Por Francisco Fido Fontana1
Uma nova maneira de fazer rotação de culturas ou um novo jeito de reformar pastagens? Na imensidão pecuária do Brasil existem alguns dizeres que podem resumir o desejo de todo pecuarista, “boi não pode tomar vento na canela” e “raça entra pela boca”. É um resumo bem curto da importância das pastagens na alimentação de 180.000.000 de cabeças bovinas e cerca de 20.000.000 de ovinas.
Por outro lado já dizia Henry Ford no início do século XX no seu livro Caminho da Prosperidade : “Só se pode falar de agricultura quando se conserva a fertilidade do solo.Se ela diminui com as sucessivas colheitas, o nome que lhe corresponde é mineração”. E isto me lembra outro ditado rural “Existem duas coisas que não se consegue enganar, Deus e o Solo”.
Para abordagem do tema acima é necessário responder de antemão a pergunta colocada: rotação de cultura ou reforma de pastagens? Esclarecendo que não é uma coisa nem outra, tratando-se sim de um sistema de produção que não deve ser encarado somente do ponto de vista da Tecnologia de Produto e sim da Tecnologia de Processo (ou de Conhecimento) pois engloba diversas relações entre solo-clima-planta-animal.
Devemos nos lembrar que o paradigma do desenvolvimento sustentável não é uma utopia somente benéfica e desejável, mas uma forma de aproveitamento dos solos em benefício da sociedade através da utilização dos recursos do Bioma, porém sem agredí-lo. A construção deste modelo tecnológico é resultado de pesquisas equilibradas e oportunas, pois o que se buscou foi a complementação do modelo da revolução verde.
Revolução Verde foi o termo usado pelo agrônomo norte americano Norman Borlaugh, prêmio Nobel da Paz de 1970 para designar alternativas tecnológicas rurais como uso de sementes melhoradas, adubos químicos e defensivos agrícolas numa agricultura mais intensiva que o modelo convencional, tal programa ajudou a salvar da fome milhões de habitantes do mundo, em especial da Ásia e da África.
Mas em regiões de clima tropical e com solos mais frágeis, o que se notava após alguns anos deste modelo estar a prova, era o aumento da erosão, do assoreamento dos rios e imensas nuvens de poeira na época do preparo do solo.
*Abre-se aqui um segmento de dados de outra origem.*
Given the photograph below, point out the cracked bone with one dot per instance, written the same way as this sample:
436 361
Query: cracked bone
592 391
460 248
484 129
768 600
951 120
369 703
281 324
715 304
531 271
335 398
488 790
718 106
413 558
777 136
Tais fatos punham a prova não somente a sobrevivência financeira dos protagonistas deste enredo (os agricultores) como também da própria humanidade (teoria maltusiana).
Alguns agricultores do Paraná notadamente da região dos Campos Gerais, com destaque Nonô Pereira e Frank Djikstra, que não queriam continuar a produzir erosão e prejuízos, buscaram ser protagonistas do seu próprio futuro e diligentemente com apoio técnico da Fundação ABC (Arapoti, Batavo e Castrolanda) de Pesquisa, iniciaram o desenvolvimento da tecnologia do Plantio Direto na Palha, visando o controle da erosão. Como muitas vezes acontece, atiraram no que viam e acertaram num monte de coisas que não haviam visto.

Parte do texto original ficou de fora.